10. Lykke Blush Double Pointed Needles Gift Sets (Small US 0-5 Set in Magenta Basketweave Pouch)
The Lykke Blush Double Pointed Needles Gift Sets are a perfect choice for knitters who love luxury and functionality in their tools.
This set comes with a range of needle sizes, from US 0 to 5, all in a beautiful magenta basketweave pouch.
The needles are made of high-quality birch wood and feature a smooth finish and tapered points for precise control.
The Blush set is not only functional but also stylish, making it a great gift for yourself or a fellow knitter.
11. Addi FlexiFlips Double Pointed Knitting Needles (2.25 mm)
If you’re looking for a reliable set of double-pointed needles, consider the Addi FlexiFlips Double Pointed Knitting Needles.
These needles feature a unique design that combines the flexibility of circular needles with the convenience of double-pointed needles.
The flexible double-point knitting needles are made of high-quality brass and coated with a smooth, snag-free finish, ensuring that your yarn glides effortlessly over them.
12. Prym Ergonomics 8″ Double Point Set, Size US 1, 2, 4 & 6 Knitting Needles, Assorted 20 Count
The Prym Ergonomics 8″ Double Point Set is an excellent choice for knitters who want a comfortable and ergonomic knitting experience.
This set includes four needle sizes – US 1, 2, 4, and 6 – with a total of 20 needles.
The needles are made of high-quality metal and feature a polished surface, which ensures smooth and effortless knitting.
It’s a great choice for your first pair of socks.
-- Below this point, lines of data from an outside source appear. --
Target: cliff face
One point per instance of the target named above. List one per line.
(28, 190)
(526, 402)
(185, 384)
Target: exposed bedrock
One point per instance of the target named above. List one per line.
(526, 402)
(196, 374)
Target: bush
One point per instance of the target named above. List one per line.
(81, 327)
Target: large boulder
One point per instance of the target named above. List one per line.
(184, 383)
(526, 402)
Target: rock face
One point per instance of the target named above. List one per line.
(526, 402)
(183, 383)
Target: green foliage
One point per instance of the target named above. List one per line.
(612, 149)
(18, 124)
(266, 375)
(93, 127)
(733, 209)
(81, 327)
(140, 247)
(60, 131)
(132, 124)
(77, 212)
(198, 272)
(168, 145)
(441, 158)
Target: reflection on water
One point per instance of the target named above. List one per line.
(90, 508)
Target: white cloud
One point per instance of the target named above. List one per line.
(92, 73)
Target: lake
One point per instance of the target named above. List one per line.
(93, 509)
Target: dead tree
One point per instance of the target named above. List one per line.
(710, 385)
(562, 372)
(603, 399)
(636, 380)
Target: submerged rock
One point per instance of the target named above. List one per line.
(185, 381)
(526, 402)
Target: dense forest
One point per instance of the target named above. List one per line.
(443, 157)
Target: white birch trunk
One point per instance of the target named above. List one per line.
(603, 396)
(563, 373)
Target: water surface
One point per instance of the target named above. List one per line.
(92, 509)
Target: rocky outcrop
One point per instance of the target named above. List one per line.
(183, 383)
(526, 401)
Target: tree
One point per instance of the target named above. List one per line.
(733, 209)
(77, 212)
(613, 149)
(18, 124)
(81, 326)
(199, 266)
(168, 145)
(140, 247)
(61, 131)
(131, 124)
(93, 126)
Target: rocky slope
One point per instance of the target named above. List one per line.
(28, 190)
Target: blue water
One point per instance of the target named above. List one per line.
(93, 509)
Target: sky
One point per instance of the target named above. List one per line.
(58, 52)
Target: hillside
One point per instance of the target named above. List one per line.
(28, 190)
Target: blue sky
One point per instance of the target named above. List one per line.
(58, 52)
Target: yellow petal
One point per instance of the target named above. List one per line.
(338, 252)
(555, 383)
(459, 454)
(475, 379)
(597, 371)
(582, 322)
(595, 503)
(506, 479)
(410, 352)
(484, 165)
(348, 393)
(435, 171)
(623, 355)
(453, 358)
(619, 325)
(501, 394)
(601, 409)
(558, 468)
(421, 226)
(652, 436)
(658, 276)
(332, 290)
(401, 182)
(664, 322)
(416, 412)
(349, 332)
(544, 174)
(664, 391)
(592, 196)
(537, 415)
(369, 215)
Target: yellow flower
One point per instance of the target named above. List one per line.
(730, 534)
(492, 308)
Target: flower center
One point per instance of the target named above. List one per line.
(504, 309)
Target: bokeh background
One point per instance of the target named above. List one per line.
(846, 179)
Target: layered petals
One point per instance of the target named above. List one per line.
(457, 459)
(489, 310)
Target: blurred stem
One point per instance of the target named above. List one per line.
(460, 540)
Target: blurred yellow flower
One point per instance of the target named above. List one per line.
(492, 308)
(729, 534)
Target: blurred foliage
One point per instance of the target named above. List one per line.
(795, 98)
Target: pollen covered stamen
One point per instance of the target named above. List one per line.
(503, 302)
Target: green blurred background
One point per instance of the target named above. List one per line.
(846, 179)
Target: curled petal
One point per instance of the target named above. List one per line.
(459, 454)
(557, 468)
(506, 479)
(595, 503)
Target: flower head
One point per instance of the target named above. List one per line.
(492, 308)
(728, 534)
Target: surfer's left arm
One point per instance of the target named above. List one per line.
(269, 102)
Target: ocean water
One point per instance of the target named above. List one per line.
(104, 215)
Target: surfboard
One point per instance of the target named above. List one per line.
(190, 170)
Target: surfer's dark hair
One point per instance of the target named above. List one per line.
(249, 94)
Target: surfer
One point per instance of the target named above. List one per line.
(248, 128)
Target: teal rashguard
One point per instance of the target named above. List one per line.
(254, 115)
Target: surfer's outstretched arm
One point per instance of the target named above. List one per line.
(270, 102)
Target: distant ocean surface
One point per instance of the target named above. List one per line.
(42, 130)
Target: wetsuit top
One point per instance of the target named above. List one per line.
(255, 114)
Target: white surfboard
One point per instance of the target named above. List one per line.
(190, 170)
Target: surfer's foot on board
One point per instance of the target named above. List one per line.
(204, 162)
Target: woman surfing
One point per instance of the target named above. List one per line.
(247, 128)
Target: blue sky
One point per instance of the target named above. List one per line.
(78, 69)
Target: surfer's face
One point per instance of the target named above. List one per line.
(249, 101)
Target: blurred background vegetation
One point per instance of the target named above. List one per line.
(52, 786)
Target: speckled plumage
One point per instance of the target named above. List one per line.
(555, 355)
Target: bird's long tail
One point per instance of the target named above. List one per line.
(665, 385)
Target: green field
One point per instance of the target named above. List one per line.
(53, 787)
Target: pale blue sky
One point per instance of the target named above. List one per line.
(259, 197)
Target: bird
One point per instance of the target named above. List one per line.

13. Lantern Moon Double Point Needles
Lantern Moon double point needles are high-quality knitting needles that offer precise control and a smooth knitting experience.
Made from sustainable hardwoods, they come in various sizes and lengths, making them ideal for various knitting projects.
The tapered tips and smooth surface of Lantern Moon needles make them perfect for intricate stitch patterns and prevent yarn from snagging or splitting.
Whether you’re knitting socks, gloves, or hats, Lantern Moon knitting needles are a reliable and durable option to add to your collection.